To measure the riskiness or the chances of success of diversification, there are three tests used:

  1. The Attractiveness Test – The industries or markets chosen for diversification must be attractive. Porter’s 5 Forces Analysis can be done to determine the attractiveness of an industry.
  2. The Cost-of-entry Test – The cost of entry must not capitalize on all future profits.
  3. The Better-off Test – There must be synergy; the new unit must gain a competitive advantage from the corporation or vice-versa.

Before considering diversification, a company must consider the three tests above.

Examples of Successful Diversification

Here are two notable examples of successful diversification:

General Electric

General Electric commonly comes into discussions when talking about successful diversification stories. GE began as an 1892 merger between two electric companies and now operates in several segments: Aviation, energy connections, healthcare, lighting, oil and gas, power, renewable energy, transportation, and more.

Walt Disney

Walt Disney Company successfully diversified from its core animation business to theme parks, cruise lines, resorts, TV broadcasting, live entertainment, and more.

Additional Resources

Thank you for reading this guide to Product Diversification. As you continue your learning journey, these additional CFI resources will be helpful:

I'm an expert in business strategy and diversification, having extensively researched and analyzed various corporate growth strategies. My expertise is rooted in a deep understanding of business expansion, industry dynamics, and the factors influencing successful diversification efforts.

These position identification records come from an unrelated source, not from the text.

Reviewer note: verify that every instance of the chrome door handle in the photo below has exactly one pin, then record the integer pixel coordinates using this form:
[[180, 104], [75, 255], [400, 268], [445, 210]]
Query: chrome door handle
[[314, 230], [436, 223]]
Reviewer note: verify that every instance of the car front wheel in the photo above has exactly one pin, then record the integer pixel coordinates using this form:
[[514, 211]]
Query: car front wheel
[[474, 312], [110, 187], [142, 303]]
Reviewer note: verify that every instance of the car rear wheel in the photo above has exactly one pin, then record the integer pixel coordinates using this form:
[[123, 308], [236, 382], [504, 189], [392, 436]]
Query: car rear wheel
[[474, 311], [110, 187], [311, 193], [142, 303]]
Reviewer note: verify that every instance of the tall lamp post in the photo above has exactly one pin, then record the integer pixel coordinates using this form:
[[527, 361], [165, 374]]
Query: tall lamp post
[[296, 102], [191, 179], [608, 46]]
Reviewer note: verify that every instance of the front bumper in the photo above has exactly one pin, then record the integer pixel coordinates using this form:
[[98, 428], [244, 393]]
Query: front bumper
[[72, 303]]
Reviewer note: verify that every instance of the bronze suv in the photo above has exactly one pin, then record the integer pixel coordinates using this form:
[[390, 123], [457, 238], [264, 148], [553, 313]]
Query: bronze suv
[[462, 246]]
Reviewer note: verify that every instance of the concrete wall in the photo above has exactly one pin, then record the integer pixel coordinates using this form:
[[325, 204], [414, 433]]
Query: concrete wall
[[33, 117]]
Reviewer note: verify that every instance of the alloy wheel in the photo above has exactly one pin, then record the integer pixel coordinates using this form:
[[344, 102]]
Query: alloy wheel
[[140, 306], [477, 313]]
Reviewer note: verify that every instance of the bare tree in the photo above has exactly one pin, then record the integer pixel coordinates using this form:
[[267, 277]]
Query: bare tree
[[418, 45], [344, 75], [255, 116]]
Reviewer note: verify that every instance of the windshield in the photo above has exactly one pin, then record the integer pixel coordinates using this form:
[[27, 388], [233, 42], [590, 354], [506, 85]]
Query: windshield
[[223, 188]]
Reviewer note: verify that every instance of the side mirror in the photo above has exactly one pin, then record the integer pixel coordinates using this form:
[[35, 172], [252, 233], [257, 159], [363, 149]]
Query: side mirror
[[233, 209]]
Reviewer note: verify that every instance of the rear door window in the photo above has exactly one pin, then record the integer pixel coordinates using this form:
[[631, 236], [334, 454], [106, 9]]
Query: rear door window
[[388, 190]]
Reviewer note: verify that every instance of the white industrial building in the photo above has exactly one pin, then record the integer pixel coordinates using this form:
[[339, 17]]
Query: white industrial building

Now, let's delve into the concepts discussed in the provided article on product diversification:

Product Diversification Strategies:

  1. Business-level Product Diversification:

    • Expanding into a new segment within the industry where the company already operates.
  2. Corporate-level Product Diversification:

    • Expanding into an entirely new industry beyond the current business unit's scope.
  3. Diversification Strategies (Ansoff’s Product/Market Matrix):

    • Concentric Diversification:

      • Adding similar products or services to the existing business.
    • Horizontal Diversification:

      • Providing new and unrelated products or services to existing consumers.
    • Conglomerate Diversification:

      • Adding new products or services significantly unrelated to the current business.

Reasons for Diversification:

  • Mitigating Risks:

    • Diversification helps mitigate risks during industry downturns.
  • Product and Service Variety:

    • Provides more variety and options for products and services, enhancing brand image and profitability if done correctly.
  • Defensive Strategy:

    • Protects the company from competition by diversifying its products or services.
  • Utilizing Surplus Cash Flows:

    • In the case of a cash cow in a slow-growing market, diversification allows the company to use surplus cash flows.

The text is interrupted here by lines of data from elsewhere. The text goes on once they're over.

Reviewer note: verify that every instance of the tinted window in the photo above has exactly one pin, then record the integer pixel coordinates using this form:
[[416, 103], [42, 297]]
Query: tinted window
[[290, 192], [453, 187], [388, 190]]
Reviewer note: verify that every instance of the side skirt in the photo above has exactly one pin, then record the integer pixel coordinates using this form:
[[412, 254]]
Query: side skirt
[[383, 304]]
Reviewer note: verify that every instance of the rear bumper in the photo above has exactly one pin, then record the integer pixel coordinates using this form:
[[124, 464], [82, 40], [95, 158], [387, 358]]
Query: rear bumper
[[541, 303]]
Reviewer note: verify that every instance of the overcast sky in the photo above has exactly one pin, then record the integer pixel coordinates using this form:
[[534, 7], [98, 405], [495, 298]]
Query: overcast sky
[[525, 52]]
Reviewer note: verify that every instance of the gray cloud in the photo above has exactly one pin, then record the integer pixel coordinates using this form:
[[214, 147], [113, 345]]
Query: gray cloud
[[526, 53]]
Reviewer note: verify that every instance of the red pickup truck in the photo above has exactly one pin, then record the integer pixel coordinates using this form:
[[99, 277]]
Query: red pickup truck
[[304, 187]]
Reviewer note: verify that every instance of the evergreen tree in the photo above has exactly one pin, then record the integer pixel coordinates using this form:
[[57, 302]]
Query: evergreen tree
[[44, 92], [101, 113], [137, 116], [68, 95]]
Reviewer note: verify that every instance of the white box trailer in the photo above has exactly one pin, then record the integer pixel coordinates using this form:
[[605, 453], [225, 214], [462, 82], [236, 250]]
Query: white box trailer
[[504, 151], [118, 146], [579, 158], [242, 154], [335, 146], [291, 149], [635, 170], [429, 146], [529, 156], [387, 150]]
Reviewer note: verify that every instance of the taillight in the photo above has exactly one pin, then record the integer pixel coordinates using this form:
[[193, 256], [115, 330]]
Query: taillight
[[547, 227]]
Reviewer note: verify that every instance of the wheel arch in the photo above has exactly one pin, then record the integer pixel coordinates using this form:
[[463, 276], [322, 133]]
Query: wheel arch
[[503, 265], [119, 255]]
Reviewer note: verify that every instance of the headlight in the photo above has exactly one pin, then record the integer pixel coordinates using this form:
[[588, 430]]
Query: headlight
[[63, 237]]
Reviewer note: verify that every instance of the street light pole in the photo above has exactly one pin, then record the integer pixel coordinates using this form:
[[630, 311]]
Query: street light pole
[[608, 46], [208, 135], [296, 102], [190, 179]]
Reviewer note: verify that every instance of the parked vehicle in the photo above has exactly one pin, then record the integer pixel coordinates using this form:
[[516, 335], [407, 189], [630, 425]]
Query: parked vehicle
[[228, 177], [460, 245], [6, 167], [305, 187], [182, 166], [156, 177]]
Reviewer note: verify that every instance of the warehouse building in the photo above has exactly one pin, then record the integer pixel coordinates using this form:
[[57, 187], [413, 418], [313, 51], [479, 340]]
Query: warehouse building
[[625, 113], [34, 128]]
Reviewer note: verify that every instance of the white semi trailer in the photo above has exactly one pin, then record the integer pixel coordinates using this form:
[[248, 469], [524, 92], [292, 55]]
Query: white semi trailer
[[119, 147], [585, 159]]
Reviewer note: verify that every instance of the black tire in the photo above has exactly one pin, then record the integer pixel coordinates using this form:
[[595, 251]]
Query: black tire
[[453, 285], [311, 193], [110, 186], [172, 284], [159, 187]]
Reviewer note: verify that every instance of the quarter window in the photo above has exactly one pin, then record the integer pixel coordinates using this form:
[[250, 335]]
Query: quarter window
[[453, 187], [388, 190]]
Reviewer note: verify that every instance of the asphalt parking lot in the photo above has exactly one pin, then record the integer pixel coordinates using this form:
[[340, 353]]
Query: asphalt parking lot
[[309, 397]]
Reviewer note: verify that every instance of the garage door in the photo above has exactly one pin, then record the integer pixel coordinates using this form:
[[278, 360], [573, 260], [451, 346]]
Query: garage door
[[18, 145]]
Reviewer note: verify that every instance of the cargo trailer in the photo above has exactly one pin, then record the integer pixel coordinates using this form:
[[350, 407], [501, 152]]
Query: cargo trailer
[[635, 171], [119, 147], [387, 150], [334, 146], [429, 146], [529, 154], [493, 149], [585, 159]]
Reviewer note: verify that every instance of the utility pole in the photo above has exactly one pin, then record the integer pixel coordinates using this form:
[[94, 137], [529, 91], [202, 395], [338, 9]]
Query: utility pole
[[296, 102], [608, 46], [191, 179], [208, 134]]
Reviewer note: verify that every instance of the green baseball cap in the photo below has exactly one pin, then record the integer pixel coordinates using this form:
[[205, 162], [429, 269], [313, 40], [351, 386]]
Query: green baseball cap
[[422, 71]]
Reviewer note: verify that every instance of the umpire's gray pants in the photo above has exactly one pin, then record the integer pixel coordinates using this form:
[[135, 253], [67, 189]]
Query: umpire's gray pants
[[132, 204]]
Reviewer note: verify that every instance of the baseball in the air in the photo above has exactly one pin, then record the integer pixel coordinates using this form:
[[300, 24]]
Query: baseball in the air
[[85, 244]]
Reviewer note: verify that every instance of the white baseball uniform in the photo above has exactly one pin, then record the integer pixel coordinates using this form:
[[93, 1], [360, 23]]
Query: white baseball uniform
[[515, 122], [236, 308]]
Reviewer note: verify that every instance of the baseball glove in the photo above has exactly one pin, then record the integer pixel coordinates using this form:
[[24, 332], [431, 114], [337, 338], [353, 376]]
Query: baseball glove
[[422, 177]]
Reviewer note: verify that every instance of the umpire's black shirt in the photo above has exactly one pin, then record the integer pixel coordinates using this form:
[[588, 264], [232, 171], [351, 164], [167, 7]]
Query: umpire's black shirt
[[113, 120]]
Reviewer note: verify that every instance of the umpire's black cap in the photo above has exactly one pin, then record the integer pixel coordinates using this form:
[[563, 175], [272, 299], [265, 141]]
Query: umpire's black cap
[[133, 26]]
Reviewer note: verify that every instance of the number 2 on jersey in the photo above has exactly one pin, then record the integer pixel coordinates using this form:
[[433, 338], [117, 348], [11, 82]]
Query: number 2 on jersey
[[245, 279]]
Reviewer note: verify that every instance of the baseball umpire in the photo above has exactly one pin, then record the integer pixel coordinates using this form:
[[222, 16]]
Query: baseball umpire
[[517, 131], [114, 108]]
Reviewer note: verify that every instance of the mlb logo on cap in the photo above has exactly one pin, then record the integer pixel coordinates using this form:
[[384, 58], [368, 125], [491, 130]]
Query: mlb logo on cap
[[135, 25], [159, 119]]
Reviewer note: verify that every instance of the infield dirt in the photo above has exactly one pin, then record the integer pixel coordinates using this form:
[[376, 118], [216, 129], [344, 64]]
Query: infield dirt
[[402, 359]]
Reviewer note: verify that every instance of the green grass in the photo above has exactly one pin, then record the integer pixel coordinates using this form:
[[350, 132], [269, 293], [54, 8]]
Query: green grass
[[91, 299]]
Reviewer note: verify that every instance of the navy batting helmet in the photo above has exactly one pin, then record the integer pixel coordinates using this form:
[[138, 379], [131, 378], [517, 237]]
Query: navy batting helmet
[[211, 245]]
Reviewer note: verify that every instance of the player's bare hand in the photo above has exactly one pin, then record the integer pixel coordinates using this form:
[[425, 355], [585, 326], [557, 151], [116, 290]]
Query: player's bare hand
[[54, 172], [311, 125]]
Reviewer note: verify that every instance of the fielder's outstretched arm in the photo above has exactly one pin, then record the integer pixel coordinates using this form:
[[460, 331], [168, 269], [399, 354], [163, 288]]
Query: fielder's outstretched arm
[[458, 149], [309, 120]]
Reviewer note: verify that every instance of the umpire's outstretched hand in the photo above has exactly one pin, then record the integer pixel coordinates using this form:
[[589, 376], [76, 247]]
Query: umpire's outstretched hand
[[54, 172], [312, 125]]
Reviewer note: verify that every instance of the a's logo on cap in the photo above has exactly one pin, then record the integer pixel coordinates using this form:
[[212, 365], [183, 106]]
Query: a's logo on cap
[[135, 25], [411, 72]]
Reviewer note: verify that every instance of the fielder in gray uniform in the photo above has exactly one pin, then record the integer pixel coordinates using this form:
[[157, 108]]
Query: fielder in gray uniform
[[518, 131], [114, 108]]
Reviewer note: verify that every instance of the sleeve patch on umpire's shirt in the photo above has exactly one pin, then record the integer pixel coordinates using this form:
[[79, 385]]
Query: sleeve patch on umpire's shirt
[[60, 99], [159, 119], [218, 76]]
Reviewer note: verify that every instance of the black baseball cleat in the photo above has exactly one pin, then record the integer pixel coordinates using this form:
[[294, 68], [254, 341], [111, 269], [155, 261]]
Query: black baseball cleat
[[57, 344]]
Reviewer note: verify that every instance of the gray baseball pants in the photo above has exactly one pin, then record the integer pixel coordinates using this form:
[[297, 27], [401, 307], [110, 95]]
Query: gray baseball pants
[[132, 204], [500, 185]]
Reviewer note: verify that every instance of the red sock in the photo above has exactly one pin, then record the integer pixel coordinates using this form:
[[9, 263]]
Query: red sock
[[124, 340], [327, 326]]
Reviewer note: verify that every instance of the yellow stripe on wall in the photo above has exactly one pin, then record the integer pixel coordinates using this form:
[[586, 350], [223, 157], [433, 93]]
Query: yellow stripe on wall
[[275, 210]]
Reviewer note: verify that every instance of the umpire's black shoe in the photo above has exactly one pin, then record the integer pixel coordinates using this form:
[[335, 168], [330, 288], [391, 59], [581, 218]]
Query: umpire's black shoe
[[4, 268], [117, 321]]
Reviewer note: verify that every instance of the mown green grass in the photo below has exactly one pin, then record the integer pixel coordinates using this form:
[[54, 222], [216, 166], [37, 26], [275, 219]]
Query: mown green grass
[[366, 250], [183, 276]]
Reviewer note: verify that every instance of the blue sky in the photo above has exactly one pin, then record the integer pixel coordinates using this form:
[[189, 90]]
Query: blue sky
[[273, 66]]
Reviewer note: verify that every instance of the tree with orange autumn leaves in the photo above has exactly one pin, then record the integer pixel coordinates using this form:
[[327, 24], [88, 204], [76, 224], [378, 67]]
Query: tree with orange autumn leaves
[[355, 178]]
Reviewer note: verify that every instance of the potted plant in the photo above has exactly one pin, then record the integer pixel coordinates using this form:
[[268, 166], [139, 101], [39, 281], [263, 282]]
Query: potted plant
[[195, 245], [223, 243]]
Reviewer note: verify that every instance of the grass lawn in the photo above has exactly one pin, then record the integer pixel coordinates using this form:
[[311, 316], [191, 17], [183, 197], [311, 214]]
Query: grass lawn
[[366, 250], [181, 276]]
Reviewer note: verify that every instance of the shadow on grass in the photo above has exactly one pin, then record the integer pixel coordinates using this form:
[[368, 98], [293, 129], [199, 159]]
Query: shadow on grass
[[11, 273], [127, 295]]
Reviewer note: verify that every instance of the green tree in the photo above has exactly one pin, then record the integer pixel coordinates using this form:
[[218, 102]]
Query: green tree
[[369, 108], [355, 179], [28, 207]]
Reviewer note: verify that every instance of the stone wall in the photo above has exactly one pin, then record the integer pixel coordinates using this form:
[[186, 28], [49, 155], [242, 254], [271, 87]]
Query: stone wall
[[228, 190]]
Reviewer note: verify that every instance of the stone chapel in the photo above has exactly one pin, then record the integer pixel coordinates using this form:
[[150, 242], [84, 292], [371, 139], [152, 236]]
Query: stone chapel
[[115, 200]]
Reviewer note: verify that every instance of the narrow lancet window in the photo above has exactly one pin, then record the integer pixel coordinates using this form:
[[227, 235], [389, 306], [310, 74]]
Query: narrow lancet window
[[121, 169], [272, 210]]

Risks in Product Diversification:

  • Entering Unknown Markets:

    • Significant risk is involved in entering unknown markets; thus, diversification should be considered carefully.
  • Risk Measurement Tests:

    • Attractiveness Test:

    • Industries or markets chosen must be attractive, assessed through tools like Porter’s 5 Forces Analysis.

    • Cost-of-entry Test:

    • Entry costs should not erode all future profits.

    • Better-off Test:

    • There must be synergy, with the new unit gaining a competitive advantage from the corporation or vice versa.

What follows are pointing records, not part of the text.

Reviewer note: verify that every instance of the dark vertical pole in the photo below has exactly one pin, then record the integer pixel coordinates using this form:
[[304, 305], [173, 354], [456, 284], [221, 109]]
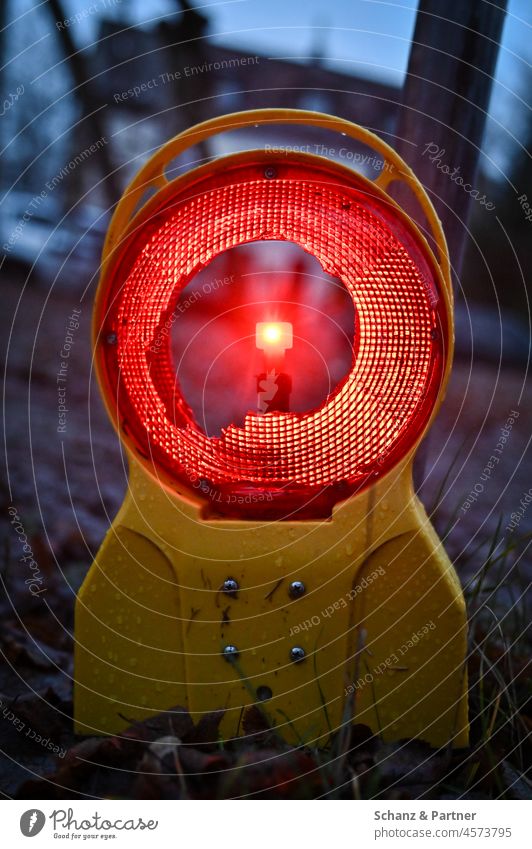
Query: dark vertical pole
[[446, 97]]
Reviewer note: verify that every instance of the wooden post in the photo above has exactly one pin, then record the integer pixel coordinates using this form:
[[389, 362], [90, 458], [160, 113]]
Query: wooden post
[[446, 97]]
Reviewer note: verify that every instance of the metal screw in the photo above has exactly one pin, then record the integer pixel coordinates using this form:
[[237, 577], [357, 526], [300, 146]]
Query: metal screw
[[297, 654], [230, 587], [296, 589], [264, 693], [230, 653]]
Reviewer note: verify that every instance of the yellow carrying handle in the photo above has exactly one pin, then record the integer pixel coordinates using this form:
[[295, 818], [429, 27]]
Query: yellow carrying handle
[[152, 175]]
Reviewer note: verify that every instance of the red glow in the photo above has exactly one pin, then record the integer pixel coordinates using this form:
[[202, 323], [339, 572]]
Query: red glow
[[302, 462]]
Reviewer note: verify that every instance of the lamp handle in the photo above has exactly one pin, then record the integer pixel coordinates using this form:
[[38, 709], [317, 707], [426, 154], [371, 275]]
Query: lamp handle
[[152, 175]]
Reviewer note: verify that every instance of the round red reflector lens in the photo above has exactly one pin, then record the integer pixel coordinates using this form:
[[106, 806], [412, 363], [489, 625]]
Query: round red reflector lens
[[282, 464]]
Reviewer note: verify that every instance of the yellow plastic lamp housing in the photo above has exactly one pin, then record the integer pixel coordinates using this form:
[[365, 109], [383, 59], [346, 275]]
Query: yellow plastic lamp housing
[[286, 563]]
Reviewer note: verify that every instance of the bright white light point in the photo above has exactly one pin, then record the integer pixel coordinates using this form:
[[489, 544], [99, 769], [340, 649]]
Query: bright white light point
[[273, 335]]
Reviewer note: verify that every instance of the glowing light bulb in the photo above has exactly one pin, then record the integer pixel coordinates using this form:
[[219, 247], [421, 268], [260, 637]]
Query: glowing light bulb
[[276, 335]]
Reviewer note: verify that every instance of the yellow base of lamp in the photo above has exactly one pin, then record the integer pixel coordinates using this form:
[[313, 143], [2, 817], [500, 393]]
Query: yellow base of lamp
[[381, 621], [356, 618]]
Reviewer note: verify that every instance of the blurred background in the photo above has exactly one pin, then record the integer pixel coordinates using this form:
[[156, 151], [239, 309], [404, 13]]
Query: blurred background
[[91, 90]]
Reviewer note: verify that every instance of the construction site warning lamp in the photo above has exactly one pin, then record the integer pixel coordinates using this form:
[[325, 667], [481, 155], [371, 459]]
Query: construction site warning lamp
[[291, 545]]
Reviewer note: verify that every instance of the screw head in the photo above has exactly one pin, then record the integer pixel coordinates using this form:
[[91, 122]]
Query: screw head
[[297, 654], [264, 693], [230, 653], [230, 587], [296, 589]]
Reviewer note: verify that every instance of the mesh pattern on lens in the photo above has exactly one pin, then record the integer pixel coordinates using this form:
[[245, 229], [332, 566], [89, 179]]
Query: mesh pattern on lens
[[368, 414]]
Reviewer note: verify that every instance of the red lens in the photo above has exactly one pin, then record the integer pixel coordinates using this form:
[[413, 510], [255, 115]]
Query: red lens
[[282, 464]]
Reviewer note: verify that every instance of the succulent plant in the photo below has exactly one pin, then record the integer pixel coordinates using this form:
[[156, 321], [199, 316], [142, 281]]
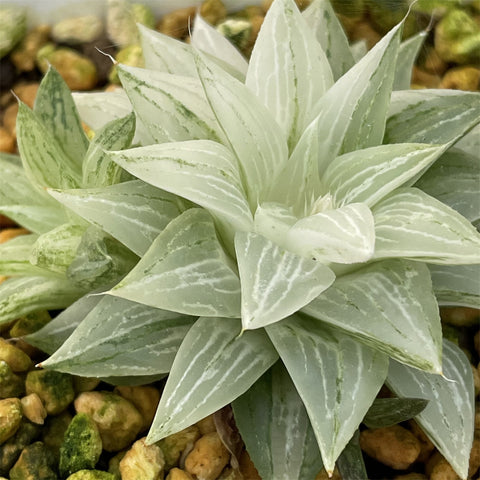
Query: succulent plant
[[289, 219]]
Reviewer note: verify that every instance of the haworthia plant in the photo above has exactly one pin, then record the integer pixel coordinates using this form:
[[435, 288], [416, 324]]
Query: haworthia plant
[[292, 204]]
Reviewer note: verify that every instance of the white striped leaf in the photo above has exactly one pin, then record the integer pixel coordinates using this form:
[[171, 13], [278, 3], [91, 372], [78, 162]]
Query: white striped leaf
[[185, 270], [352, 114], [440, 118], [214, 366], [22, 295], [52, 336], [202, 171], [275, 282], [275, 427], [173, 108], [56, 249], [342, 235], [121, 338], [448, 419], [207, 39], [98, 170], [132, 212], [250, 128], [285, 58], [328, 30], [56, 109], [388, 306], [368, 175], [457, 285], [44, 161], [336, 376], [409, 223], [454, 180]]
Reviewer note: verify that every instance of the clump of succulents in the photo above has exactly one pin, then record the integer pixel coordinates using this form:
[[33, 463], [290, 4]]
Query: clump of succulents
[[293, 277]]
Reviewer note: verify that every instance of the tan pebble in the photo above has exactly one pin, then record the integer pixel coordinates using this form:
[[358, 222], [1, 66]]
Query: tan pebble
[[33, 408], [175, 24], [208, 457], [118, 421], [144, 398], [394, 446]]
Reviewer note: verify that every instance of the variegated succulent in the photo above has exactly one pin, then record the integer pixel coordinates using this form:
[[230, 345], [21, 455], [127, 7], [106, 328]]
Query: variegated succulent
[[290, 214]]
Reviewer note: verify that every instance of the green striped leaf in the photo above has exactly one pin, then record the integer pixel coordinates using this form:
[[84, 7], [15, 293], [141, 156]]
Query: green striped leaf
[[214, 366], [56, 109], [284, 51], [341, 365], [22, 295], [132, 212], [370, 174], [275, 427], [98, 169], [202, 171], [389, 306], [409, 223], [457, 285], [448, 419], [275, 283], [328, 30], [121, 338], [185, 270], [251, 131], [173, 108]]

Examples of Successful Diversification:

  1. General Electric:

    • Started as an electric company and diversified into aviation, energy, healthcare, lighting, oil and gas, power, renewable energy, transportation, and more.
  2. Walt Disney:

    • Diversified from core animation to theme parks, cruise lines, resorts, TV broadcasting, live entertainment, and more.

Additional Resources:

  • The article suggests exploring additional resources on Market Positioning, Network Effect, Law of Supply, and Bargaining Power of Suppliers for a comprehensive understanding of management and strategy.

As an enthusiast in this field, I encourage you to leverage these insights and resources for a deeper understanding of product diversification and its role in corporate growth strategies.